Article Link: Tim Cook: Not Too Long From Now, You'll Wonder How You Led Your Life Without AR
No thanks I don’t need ads and subscriptions in my retina more than they already are.
 
Despite the rash of Luddism here, I would agree with Mr. Cook. It won't be the next wave of products, or the ones after that, but eventually AR is going to be as helpful an adjunct to daily life as smartphones are today, perhaps even more so.
 
Tim, what you meant to say was, "not too long from now, RICH PEOPLE will wonder how you led a life without AR". How can the average person justify spending $3k on a luxury entertainment item? A semester of state college for my kid or those new Apple AR glasses. Good lord.
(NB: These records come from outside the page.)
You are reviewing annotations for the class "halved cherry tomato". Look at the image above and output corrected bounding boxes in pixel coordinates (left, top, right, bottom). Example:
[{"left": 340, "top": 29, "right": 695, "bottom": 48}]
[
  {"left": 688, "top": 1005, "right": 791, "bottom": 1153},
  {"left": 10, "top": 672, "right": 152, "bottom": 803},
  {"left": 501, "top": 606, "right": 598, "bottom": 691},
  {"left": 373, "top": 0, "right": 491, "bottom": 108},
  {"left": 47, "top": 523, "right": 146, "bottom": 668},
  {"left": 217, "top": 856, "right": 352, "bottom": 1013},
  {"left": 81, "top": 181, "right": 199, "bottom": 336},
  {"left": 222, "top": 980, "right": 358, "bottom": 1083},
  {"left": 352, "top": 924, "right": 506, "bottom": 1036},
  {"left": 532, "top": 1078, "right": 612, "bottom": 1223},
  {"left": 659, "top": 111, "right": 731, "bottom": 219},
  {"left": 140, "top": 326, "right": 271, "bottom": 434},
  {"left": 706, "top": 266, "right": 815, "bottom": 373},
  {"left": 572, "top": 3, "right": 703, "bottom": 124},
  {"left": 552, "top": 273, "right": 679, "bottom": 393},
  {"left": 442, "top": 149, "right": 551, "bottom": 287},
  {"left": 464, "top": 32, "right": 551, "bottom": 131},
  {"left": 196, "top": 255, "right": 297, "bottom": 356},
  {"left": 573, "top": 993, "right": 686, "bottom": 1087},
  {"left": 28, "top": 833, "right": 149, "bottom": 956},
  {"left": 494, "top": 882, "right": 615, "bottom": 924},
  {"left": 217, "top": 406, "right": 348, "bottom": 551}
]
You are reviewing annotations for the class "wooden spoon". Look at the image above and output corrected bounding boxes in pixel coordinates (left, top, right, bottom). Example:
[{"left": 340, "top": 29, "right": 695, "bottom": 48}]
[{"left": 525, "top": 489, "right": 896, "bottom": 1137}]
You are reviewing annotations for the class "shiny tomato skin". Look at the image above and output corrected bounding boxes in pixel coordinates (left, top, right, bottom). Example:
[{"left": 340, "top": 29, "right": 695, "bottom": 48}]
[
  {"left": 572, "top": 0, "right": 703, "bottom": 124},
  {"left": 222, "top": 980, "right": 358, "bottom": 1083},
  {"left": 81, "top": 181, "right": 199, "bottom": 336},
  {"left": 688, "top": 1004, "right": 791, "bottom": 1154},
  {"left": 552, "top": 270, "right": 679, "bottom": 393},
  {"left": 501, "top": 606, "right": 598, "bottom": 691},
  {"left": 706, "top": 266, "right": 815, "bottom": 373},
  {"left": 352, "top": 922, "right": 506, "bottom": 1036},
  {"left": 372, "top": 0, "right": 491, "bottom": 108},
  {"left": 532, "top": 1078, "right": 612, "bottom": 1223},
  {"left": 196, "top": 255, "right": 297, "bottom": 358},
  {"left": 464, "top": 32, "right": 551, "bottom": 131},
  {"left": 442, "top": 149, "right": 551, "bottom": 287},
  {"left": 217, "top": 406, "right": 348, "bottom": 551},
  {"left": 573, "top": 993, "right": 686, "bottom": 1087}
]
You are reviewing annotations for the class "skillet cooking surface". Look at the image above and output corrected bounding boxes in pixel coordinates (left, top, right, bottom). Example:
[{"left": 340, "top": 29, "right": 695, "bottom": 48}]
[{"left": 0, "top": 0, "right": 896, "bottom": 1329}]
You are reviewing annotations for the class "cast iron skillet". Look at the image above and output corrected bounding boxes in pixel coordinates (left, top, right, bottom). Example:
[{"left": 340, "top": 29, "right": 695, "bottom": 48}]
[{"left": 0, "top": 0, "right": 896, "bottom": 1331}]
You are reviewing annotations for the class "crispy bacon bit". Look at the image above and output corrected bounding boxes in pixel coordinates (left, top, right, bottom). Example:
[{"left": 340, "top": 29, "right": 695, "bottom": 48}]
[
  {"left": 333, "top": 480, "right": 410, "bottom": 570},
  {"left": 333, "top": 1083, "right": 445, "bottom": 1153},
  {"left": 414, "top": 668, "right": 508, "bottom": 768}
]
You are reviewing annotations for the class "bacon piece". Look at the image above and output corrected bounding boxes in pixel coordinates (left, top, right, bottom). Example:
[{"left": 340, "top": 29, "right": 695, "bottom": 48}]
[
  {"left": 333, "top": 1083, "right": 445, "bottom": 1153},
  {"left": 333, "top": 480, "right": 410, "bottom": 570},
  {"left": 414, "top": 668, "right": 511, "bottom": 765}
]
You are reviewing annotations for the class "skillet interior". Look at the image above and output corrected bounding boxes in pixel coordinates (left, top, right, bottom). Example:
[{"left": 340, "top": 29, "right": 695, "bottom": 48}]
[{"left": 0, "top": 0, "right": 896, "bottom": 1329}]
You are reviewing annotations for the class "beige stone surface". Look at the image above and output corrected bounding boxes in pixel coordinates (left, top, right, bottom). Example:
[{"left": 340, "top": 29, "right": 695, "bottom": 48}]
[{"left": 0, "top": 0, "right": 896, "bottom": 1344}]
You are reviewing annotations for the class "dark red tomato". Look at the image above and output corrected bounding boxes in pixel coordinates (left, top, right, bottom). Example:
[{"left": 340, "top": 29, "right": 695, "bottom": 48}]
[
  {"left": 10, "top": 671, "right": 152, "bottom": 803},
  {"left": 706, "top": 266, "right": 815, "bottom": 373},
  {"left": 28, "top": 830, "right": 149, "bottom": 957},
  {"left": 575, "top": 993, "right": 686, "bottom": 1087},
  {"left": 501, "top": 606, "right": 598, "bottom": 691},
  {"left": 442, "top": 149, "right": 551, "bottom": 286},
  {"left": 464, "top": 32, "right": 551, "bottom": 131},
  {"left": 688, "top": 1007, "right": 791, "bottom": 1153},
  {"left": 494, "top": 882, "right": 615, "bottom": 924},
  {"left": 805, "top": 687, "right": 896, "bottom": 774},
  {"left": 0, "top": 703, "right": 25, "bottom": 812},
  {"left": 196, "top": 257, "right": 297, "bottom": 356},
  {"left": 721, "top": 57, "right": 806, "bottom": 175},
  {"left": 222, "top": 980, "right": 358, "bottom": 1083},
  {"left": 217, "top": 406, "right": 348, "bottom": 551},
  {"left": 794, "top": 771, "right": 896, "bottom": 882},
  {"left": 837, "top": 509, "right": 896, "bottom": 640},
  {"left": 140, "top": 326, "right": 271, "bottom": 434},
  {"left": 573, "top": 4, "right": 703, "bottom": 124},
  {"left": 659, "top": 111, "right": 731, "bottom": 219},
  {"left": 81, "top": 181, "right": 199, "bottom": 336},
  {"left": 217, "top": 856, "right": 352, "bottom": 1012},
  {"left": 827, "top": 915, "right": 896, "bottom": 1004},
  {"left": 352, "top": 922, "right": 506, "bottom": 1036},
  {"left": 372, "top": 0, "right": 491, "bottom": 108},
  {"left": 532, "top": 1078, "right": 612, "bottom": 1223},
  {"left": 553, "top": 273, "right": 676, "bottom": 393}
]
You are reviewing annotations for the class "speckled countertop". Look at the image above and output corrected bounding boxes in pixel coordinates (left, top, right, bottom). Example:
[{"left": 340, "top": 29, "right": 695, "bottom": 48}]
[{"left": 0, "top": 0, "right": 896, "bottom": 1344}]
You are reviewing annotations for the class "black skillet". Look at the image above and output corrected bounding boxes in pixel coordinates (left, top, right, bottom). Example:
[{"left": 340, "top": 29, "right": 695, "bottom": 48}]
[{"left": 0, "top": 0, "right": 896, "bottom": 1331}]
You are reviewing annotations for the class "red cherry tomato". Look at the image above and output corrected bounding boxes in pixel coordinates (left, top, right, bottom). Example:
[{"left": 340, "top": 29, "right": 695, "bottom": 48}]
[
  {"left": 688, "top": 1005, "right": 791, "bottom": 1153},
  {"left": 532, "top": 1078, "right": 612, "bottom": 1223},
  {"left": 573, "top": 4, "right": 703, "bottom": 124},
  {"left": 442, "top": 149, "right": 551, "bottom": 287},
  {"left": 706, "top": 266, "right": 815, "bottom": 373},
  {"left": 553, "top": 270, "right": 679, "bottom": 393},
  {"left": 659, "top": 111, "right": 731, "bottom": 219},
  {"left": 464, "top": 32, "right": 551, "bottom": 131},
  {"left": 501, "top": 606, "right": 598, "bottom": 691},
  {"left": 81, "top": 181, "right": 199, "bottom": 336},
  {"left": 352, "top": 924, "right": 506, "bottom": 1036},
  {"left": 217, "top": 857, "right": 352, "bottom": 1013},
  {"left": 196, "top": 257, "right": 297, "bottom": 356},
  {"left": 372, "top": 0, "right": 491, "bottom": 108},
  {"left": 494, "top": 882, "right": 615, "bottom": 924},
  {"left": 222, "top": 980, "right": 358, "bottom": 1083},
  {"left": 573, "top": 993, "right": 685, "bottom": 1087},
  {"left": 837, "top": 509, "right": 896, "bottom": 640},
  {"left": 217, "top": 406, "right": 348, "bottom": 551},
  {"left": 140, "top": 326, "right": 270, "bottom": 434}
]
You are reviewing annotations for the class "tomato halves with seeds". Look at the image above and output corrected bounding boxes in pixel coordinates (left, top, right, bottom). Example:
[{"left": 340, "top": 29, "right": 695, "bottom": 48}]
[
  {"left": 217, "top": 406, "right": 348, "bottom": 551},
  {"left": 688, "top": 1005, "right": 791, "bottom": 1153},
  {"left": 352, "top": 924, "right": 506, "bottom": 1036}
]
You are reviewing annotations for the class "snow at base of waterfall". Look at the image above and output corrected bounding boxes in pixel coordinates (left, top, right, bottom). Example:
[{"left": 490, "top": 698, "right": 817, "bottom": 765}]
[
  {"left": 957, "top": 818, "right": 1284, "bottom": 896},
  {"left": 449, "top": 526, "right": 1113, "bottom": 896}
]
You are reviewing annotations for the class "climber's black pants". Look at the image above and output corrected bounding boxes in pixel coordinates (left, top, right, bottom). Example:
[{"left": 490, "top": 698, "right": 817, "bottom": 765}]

I've noticed recently that COVID did a number on a lot of people in terms of aging. Timmy got hit hard based on the aging I see coming through the filters and pshop airbrushes.
 
Cool story, Tim. I am sure that will be fitted into my 2005 Toyota Yaris for minimal cost and no monthly subscriptions, right?

It will have a profound impact for people with disposable income, maybe in the next 50 years. Most of the world won't experience it.
 
You're really forgetting about a great community of visual impaired people and low vision folks who could benefit from the accessibility features it would deliver. So yeah, someone out there wants this, someone needs this, someone can afford this. It's not because it's useless to you that automatically it's like that for everyone else.
No one's forgetting that and no one is saying that it won't be a benefit for them. Big question: How will they afford it? What benefit will it be to the companies to sell it subsidised to such a tiny market segment?

Clearly AR will have mainstream adoption at some undefined point in the future. It won't be any time soon, and it will stay a novelty for rich tech savvy folk for quite some time.